Desafían el fango dejado por las intensas lluvias y llegan de casa en casa asegurándose de que la salud y la vida sean los mejores rostros de la recuperación.

 

En la comunidad de Yaguabo, en el municipio holguinero de Cacocum, se monitorea constantemente el estado de salud de la población.

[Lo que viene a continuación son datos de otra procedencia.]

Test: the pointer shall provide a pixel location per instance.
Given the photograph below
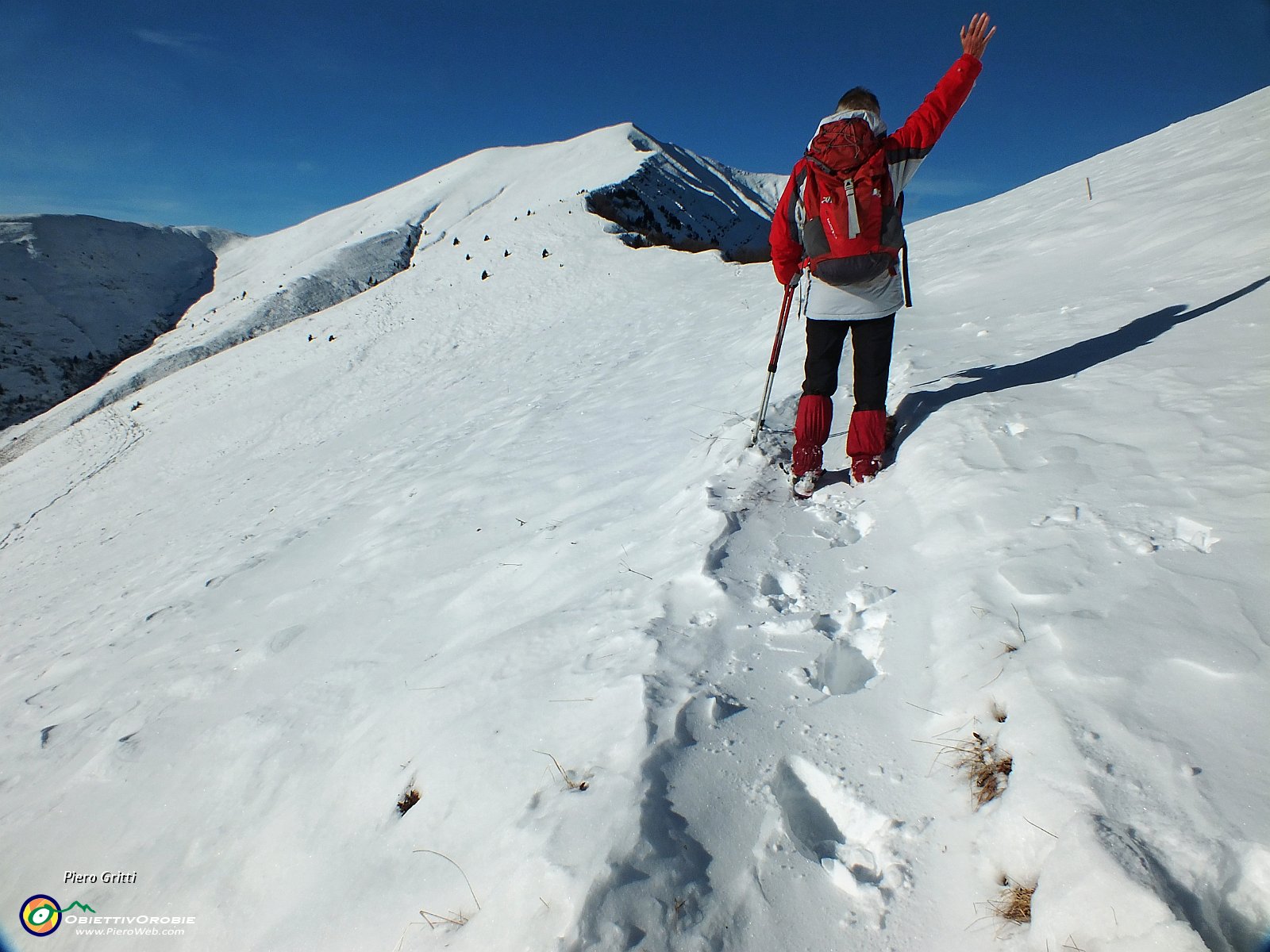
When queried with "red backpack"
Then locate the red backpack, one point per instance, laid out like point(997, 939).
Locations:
point(851, 232)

Foto: Dirección Provincial de Salud

Son una comitiva de médicos y personal de enfermería que en la comunidad de Yaguabo, limítrofe entre Granma y Holguín velan por que las inundaciones derivadas por la reciente vaguada y el desbordamiento de canales de Azcuba no tengan consecuencias sanitarias.

Julio Yamel Verdecia, director provincial de Salud en Holguín, destacó a Trabajadores, en primer lugar, «la confianza que ese pueblo ha mostrado por todos los trabajos que allí se están haciendo en nombre de la Revolución, del Estado, del Partido y el Gobierno y en especial de nuestro sector que ha estado acompañando minuto a minuto cada transformación».

El galeno plantea que los trabajadores de la salud se han integrado a las acciones de recuperación de esa comunidad perteneciente al municipio de Cacocum, de las más afectadas por la vaguada en el territorio, y todos «los días se hace un trabajo de colectivo en función de pesquisar activamente la aparición de cualquier sintomatología preocupante».

«Me refiero a enfermedades diarreicas, infecciones o afecciones respiratorias. También tenemos presente lo que pudiera darse en cuestiones de patologías como la leptospirosis, que puede aparecer en estos períodos de intensas lluvias», argumenta.

 

Foto: Dirección Provincial de Salud

Precisa Yamel Verdecia, quien es también Diputado a la Asamblea Nacional del Poder Popular, que las intervenciones sanitarias masivas han surtido efecto  y apunta que los pobladores están cumpliendo con las normativas que en el orden preventivo se han dispuesto.

El acompañamiento en materia de salud a la población de alrededor de 400 habitantes abarca atención médica «cara a cara», audiencias sanitarias, focales, labores adultucidas y una vigilancia diferenciada por grupos etáreos.

«Nos aseguramos de que los grupos vulnerables tengan una atención diferenciada y continua, como los niños pequeños, lactantes, mujeres embarazadas y ancianos discapacitados. Y en función de eso el trabajo de salud no cesa», señala el directivo.

«Por nuestra parte todo está asegurado y yo creo que es una muestra de cuánto se puede hacer cuando la Patria nos necesita. Ahí estará siempre el ejército de batas blancas».